Whatever Jacobs may have thought of Glassybaby as a product, she would have seen the store for what it is: a small, niche business that neatly encapsulates her economic theories. According to its website, Glassybaby started when its founder Lee Rhodes was battling cancer and found solace in glass votives that she spread around her house. She soon taught herself to make the votives herself and began distributing them, first as gifts to friends and later as products sold to strangers. The market for these items was so strong that she taught other glass blowers to make Glassybabies and then opened retail stores, first in her native Seattle and now in New York. In 2009, Amazon CEO Jeff Bezos acquired a 22 percent stake in the young company.
Thus, just as Jacobs describes, a smart, creative person has adapted an imported product to her needs, hired others to help her produce and sell it, and has now found financial backing to export it to other cities. What’s more, now that Rhodes has identified a market niche, she has found ever more creative uses for her product, including programs that allow percentages of sales of certain colors of her votives to go charity. Rhodes, with nothing more than some colored glass and a good idea, has created money and jobs where they didn’t exist before, and in the process, found an original way to serve a market niche that others can now exploit.

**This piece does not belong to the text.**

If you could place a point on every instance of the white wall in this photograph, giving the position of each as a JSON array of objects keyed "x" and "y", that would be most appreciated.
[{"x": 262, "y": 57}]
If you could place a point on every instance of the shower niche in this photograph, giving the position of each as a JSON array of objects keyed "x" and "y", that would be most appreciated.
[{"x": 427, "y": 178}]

I could be wrong, but I suspect Jane Jacobs wouldn’t have been a big Glassybaby customer, and I am certain she would have deplored all those Wall Street hotshots selling each other worthless tranches of securitized home loans until the system blew up. But I think she would have acknowledged the uncomfortable truth that those guys brought New York back from the dead to the point it could support a quirky, marginal business like Glassybaby. Today, as we as a nation stare down the double barrels of high debt and low employment, the question is whether we can follow Wall Street’s example of serial reinvention or turn our backs on the lessons of Jacobs’ work and end up a nation of proud, decaying Detroits, blaming other, more creative folk for our failures?